Some thoughts as our children approach graduation
Our daughter will graduate Friday night. I’m not sure how that’s possible since we just brought her home from the hospital last week – but friends who have walked this road before me assure me it’s really going to happen.
Like most moms, I’ve been sorting through pictures and looking at scrapbooks. I’ve looked at art projects from elementary school and read essays from middle school. I’ve laughed and cried and reminisced.
These years have gone by far faster than I ever could have imagined – but the days, as they say, seem slow. I can close my eyes and see a baby floating in the pool on a trip for a family reunion in the Smoky Mountains. I can hear the rat-a-tat-tat of tiny tap shoes on my tile as she faithfully practiced for her class every week. Wasn’t it just a few days ago that we had a house full of girls giggling and screeching as we celebrated her 12th birthday the Saturday night after her first middle school dance?
I remember as if it were yesterday that Sunday morning in April 2007 when she climbed into my lap and told me she needed to ask Jesus into her heart. I can still feel that lump in my throat as she drove herself to school for the first time.

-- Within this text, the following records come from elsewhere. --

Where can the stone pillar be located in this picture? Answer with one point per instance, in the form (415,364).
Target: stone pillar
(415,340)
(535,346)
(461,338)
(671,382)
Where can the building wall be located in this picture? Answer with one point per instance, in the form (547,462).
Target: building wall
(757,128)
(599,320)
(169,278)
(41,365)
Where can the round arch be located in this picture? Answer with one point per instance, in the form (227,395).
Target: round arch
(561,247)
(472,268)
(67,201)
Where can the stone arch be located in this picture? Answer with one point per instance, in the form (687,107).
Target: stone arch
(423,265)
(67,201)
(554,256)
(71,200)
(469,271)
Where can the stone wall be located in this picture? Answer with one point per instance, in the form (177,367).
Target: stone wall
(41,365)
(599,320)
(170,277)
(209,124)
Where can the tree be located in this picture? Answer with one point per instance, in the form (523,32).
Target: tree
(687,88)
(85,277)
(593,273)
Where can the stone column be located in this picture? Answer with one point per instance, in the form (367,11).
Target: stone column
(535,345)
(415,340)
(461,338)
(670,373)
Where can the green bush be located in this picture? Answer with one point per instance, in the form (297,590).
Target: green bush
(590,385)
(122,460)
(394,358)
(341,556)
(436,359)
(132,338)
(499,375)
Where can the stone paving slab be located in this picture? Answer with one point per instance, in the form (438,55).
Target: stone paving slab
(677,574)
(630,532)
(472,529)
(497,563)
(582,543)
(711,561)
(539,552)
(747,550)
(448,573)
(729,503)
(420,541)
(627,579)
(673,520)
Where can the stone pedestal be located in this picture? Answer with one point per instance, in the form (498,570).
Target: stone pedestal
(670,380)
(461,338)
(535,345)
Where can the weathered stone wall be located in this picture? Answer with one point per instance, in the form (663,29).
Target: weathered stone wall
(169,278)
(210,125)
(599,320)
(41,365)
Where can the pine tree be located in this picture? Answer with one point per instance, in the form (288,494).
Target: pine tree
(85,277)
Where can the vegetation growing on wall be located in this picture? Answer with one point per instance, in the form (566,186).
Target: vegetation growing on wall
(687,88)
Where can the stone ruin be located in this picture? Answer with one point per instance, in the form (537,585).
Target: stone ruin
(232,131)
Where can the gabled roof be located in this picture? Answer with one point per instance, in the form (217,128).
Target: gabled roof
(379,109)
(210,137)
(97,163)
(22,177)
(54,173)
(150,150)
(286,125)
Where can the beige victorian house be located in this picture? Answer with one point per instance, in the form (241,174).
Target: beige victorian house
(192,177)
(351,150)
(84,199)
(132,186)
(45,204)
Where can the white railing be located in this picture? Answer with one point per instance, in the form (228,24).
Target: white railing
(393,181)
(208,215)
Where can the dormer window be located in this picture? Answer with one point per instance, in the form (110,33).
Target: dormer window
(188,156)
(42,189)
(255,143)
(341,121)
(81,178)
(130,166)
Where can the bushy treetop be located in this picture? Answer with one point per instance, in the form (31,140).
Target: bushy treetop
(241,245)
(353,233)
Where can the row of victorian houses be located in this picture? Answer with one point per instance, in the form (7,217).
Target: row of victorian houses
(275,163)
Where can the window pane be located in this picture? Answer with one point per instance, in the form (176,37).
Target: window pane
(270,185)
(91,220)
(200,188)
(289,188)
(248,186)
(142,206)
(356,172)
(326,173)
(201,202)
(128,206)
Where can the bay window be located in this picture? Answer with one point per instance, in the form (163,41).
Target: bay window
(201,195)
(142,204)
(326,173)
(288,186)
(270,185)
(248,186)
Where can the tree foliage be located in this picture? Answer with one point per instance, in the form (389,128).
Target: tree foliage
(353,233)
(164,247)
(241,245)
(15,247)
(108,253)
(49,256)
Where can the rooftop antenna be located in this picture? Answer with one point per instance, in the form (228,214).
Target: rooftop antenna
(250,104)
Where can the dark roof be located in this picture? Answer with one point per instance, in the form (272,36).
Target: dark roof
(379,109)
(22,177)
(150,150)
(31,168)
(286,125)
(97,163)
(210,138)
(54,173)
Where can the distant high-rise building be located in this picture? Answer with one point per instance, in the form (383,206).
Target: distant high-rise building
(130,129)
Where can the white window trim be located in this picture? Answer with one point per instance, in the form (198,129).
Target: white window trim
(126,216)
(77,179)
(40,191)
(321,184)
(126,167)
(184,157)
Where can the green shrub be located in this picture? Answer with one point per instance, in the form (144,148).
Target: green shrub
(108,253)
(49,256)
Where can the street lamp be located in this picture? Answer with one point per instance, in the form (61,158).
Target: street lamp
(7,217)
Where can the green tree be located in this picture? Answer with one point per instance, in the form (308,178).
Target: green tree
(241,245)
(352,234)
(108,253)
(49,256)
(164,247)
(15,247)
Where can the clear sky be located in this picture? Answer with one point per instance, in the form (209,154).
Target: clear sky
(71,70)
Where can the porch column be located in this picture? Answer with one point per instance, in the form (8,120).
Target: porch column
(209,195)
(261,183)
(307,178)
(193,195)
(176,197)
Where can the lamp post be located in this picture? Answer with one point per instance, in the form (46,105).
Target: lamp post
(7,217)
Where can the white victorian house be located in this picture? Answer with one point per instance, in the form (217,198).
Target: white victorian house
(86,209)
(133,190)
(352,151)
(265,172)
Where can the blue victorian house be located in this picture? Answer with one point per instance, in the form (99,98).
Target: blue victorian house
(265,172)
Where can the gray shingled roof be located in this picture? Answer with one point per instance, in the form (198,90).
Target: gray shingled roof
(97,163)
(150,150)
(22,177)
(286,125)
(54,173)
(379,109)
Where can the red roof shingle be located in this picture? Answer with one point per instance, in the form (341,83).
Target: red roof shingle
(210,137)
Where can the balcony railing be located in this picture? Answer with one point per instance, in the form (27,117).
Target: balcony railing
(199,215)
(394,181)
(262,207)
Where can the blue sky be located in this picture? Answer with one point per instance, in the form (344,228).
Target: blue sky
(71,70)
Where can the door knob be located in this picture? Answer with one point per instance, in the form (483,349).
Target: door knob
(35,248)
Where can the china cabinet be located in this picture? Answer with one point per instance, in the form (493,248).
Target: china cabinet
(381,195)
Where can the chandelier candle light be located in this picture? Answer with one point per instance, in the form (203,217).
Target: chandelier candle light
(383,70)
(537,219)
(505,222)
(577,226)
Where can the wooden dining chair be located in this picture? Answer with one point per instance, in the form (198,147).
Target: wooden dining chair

What do you say in moments like these? How do you put into words the sheer joy your child has brought to your life? How is it possible to describe the wonder you feel when you look over and see the incredible young adult who sits next to you at church?
As we inch closer to the big moment Friday night, there are just a few things I want to remind myself to do. Maybe they are reminders some other parents of graduates could use, too.
Give lots of grace. There will be less-than perfect moments because we’re less-than perfect people. So, operate from grace. Go ahead and assume the best about everyone – even the chatty people who could end up sitting in front of you at the ceremony.
Be all there. I’ve watched many of the biggest moments in Casiday’s life on a tiny screen, more concerned about getting the video or the picture. But for this moment, this big day, choose to be present. And know this: the picture in your mind can hold the moment far better than a camera ever can.
Finally, savor it all. This day is one of the most significant in their lives and in ours. It’s what we’ve all worked for – to raise children who are capable and confident and ready to face the next chapter of their lives with a solid foundation.
So laugh and cry and hug and tell all the stories! Enjoy the day and celebrate your child like I’ll be celebrating mine.
When you lie down after its all over, whisper a prayer of gratitude to the One who gave you the gift of raising such an incredible person.